Preparing for your exam
If your particular exam requires preparation the imaging scheduler will give you those at the time of scheduling. It is important you follow the preparation guidelines so the
sonographer can obtain the best possible images.
Transthoracic echocardiogram (or echo) is an ultrasound of your heart. The doctor may order this to evaluate or monitor your heart during chemotherapy, or if you are having symptoms he/she feels could be related to your heart. The sonographer spreads gel on your chest and then presses a device known as a transducer against your skin, aiming an ultrasound beam through your chest to your heart. The transducer records the sound wave echoes your heart produces. A computer converts the echoes into moving images on a monitor.

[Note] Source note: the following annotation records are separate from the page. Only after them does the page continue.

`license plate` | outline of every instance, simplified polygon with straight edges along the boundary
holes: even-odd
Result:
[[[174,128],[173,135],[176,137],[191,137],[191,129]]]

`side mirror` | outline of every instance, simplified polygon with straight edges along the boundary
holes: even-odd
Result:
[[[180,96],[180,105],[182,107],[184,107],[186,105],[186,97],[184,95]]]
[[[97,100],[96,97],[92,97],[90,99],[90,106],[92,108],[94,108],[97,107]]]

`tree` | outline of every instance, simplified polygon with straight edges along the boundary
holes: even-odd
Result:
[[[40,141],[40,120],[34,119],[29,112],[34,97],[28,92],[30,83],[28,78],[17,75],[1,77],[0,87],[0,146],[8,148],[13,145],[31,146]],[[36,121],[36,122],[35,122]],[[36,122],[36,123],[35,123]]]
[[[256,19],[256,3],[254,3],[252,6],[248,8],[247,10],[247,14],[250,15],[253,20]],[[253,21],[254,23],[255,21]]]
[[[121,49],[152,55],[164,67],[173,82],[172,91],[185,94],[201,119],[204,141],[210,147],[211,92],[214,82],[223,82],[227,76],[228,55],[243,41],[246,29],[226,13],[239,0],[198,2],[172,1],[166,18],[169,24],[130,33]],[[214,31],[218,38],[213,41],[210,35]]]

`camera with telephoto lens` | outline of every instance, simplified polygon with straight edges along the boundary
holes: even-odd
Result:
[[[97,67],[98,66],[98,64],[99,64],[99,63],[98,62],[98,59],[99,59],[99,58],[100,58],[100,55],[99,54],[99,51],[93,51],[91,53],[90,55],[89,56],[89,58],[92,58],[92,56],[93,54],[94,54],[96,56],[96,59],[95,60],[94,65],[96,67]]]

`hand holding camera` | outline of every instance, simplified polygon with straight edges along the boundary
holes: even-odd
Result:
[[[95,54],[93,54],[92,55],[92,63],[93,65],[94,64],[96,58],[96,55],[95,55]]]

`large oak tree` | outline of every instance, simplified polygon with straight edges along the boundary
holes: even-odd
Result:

During the echocardiogram, the sonographer will dim the lights to better view the image on the monitor. You may hear a pulsing “whoosh,” which is the machine recording the blood flowing through your heart. Most echocardiograms take less than an hour, but the timing may vary depending on your condition. During a transthoracic echocardiogram, you may be asked to
breathe in a certain way or to roll onto your left side. No preparation is required for this exam.
Small Parts/Soft Tissue Examinations
A physician may use an ultrasound examination of the neck to help diagnose a lump in the thyroid or a thyroid that is not functioning properly. No preparation is required for this exam.
Ultrasound imaging of the scrotum is the primary imaging method used to evaluate disorders of the testicles and surrounding areas. It is used when a patient is experiencing pain or swelling in the scrotum, a mass has been felt by the patient or doctor, or there’s been a trauma to the scrotal area. Some of the problems ultrasound imaging can identify include: inflammation of
the scrotum, an absent or undescended testicle, testicular torsion, abnormal blood vessels, or a lump or tumor. No preparation is required for this exam.
Vascular ultrasound is the general term for imaging blood vessels including arteries and veins. Lower and upper extremity venous ultrasound is typically performed if a clot in the vein (deep venous thrombosis or DVT) is suspected. The veins in the legs or arms are compressed and the blood flow is assessed to make sure the vein is not clogged. No special preparation is required for
upper or lower extremity ultrasounds.
Abdominal ultrasound exams may be ordered for a patient with abdominal pain, abnormal laboratory tests, follow up to other types of imaging tests, or a variety of other symptoms and indications.
Patient must go without food and drink for eight hours prior to an abdominal study. This is so the sonographer can see the appropriate structures for complete evaluation. Necessary medications may be taken with a small amount of water only.
Transabdominal Pelvic Ultrasound
High-resolution diagnostic ultrasound assists the physician in the evaluation of the following structures:
- Other related anatomy
Endovaginal Pelvic Ultrasound
The endovaginal transducer allows close evaluation of the uterus, ovaries and cervix. This technology provides a clear image of the reproductive organs because it is only inches away. This is beneficial especially if there is intestinal contents, such as gas, causing an obstructed view.
Patients must have a full bladder before the pelvic exam can be performed. Patients should finish drinking 36 ounces of water one hour before their appointment time. Patients should not empty their bladder once they have started drinking.